Sober indeed the palette of London's ready-to-wear, brightened by a few sapphire blues at Marks & Spencer, a few garments in raspberry to cheer the taupes and pewters at Alexon. It was left to the high-style individual designers like Jean Muir to inject the sprightliness of bright colors like cerise in rayon jersey prints of whirling planets, and Wendy Dagworthy (a favorite of the young slouchy dressers) to cheer with shocking pink and sharp yellow.

Bob Schulz made a welcome return to the London scene after his years of designing for Italy's big chain group, Rinascente. He is delighting his old fans (from Jaeger design days) with the short skirts he, Saint Laurent, and Geoffrey Beene stand for - almost alone in the design world.

Cozy among all the rather severe tweeds, worsteds, and flannels symptomatic of this androgynous wave, are the mohairs in dark brown used in Roland Klein's huge coats. London designers did far less with dark browns than expected - in view of Italy's great passion for every brown from mushroom to bitter chocolate, not forgetting earth and rust tones. London is still showing lots of black, but taupe will edge it out as the season goes on.
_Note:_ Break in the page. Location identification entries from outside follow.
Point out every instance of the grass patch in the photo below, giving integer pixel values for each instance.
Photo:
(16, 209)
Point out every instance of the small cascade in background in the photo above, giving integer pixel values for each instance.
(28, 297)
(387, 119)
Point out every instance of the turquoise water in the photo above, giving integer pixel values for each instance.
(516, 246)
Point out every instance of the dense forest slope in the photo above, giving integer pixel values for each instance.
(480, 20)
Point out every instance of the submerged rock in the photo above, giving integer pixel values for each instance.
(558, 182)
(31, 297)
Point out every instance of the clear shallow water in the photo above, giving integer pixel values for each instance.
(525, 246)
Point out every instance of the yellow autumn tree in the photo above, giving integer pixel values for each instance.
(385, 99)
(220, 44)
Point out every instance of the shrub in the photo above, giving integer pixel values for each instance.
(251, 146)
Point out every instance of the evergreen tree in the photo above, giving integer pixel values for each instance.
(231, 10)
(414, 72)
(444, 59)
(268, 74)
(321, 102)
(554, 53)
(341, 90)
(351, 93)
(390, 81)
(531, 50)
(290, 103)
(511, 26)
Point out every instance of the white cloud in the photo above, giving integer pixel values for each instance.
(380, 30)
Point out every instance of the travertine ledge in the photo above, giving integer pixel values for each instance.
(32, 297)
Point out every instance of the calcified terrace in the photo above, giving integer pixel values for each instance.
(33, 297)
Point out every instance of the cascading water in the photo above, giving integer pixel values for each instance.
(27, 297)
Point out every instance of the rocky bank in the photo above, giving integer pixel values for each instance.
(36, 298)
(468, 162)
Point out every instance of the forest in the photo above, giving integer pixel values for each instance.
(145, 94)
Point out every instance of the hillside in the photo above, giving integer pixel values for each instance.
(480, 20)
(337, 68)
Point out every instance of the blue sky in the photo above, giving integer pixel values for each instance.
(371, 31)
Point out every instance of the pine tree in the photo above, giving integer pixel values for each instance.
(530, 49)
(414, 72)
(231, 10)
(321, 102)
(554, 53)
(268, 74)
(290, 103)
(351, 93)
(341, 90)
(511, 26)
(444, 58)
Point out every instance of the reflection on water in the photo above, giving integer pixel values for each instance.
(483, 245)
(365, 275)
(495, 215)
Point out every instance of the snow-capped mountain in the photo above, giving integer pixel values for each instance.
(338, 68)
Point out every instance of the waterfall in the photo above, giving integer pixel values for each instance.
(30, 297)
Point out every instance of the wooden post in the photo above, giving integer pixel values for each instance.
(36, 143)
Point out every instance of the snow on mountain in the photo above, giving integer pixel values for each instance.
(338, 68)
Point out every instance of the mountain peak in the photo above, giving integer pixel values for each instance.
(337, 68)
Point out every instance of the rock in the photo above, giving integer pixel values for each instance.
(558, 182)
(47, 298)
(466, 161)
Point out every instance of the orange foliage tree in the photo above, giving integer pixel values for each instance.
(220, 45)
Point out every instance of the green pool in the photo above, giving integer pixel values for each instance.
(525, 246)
It looks chic paired with black, as in striped long cardigans in the Sonia Rykiel mood. Pine green at Janice Wainwright and Hardy Amies made a welcome comeback.

Hips are the focal point, and many a dress is swathed there (taking a cue from the satin maternity dresses of the Princess of Wales). The skirt of the season is long, lily-trumpeted at hem, snug over hip. Sweaters either continue cropped and floppy like this summer's or else are very long. Either way the pattern is a self-pattern, very strong, from Aryan fisherman types right on out. Ribbed diagonal collars are important. But the hip belt could be your wisest buy if pennies are scarce.

The long straight wool muffler, ideally in a stunning color like canary yellow or fuchsia, is the other must accessory, and it's seldom knotted, just worn plain round your neck, its ends flopping over your front. Bags are soft, unstructured, and heels are either high or quite flat.

Though clothes are indeed moving closer to the body, few as yet have that body-hugging, almost vamp quality shown by the Paris couturiers. So far that's reserved for the strapless satins and velvets of after-dark wear.